Distributional Analysis

Distributional analysis is a term I coined for a very simple yet powerful way of analyzing datasets. It means that you think of the dataset as a distribution within a large multidimensional space, which you then can examine through its marginal statistics in any two-dimensional subspace.

The best way to understand this is through examples. So let's turn our attention to exploring a dataset of freely-drifting subsurface oceanographic floats. These instruments record latitude, longitude, and temperature as they drifter around with the currents at more-or-less fixed pressure levels. You'll need to download "floats.nc" from my web site.

You'll also need to have my jlab toolbox installed.

The first thing you notice is that most of the variables are things called "cells". A cell array is a very useful type of data structure in Matlab, so it's worthwhile to take a few minutes to introduce it to you.

Introduction to Cell Arrays

The floats.mat dataset consists of primarily of the positions of floats as they follow the currents, giving us time series of latitude and longitude. However, all the floats trajectories are of different lengths.

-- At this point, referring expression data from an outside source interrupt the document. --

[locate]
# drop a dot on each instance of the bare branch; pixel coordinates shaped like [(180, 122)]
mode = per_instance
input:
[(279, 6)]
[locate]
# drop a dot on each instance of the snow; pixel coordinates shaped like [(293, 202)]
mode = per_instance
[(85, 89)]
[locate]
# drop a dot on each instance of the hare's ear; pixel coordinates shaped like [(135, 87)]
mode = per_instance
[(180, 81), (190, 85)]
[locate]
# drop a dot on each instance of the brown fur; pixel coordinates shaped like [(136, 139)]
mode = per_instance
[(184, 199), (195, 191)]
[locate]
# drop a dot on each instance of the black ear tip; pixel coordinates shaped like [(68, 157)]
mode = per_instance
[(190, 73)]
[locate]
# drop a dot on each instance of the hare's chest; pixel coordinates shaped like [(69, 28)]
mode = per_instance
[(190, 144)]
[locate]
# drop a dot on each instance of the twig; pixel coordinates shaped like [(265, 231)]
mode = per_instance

Let's say that we were to try to store this data as a matrix. We could put time in rows, with each column corresponding to a different float. By the way, this is a good time to mention that in my convention, time is always oriented to increase in the row direction. In other words, if I work with a single time series, I always use a column vector, and not a row vector. In Matlab x=[1:10]' is a column vector while x=[1:10] is a row vector.

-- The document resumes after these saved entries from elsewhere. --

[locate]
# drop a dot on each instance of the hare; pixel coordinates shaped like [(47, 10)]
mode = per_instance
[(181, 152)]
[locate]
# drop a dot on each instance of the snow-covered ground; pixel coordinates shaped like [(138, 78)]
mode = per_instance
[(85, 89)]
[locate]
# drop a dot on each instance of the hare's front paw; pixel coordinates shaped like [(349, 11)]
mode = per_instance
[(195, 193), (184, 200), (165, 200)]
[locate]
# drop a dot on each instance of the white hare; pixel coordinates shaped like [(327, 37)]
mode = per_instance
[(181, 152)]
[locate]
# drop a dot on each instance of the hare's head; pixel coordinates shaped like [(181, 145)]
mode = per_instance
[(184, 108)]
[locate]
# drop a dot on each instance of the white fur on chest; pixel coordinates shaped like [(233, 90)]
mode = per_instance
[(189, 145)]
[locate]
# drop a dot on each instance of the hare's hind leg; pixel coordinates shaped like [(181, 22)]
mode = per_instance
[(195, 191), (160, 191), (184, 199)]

If we were to store the float data as a matrix, then the number of rows would have to be the same as the number of data points of the longest trajectory. This would be very inefficient because we would then have a lot of empty space in the matrix. It works ok for small datasets, but for large data sets you can quickly run into memory trouble. So it doesn't really make sense to store this data as a matrix.

A cell array offers us an easy solution. A cell array is like a regular array, except the entries can be anything. Here is an example:

Individual entries of cell arrays are accessed through curly braces ...

...whereas parantheses let us access a subset of the cell array itself:

Note that a(1:2) is another cell array, where as a{1} is a string in this case.

Cell arrays can also be of different sizes, and can even combine objects of different types:

Now b{1,1} is a string while b{1,2} is an integer. As you can see cell arrays are pretty flexible. However, in what follows we are going to limit ourselves to working with one particular format, cell arrays of numerical arrays.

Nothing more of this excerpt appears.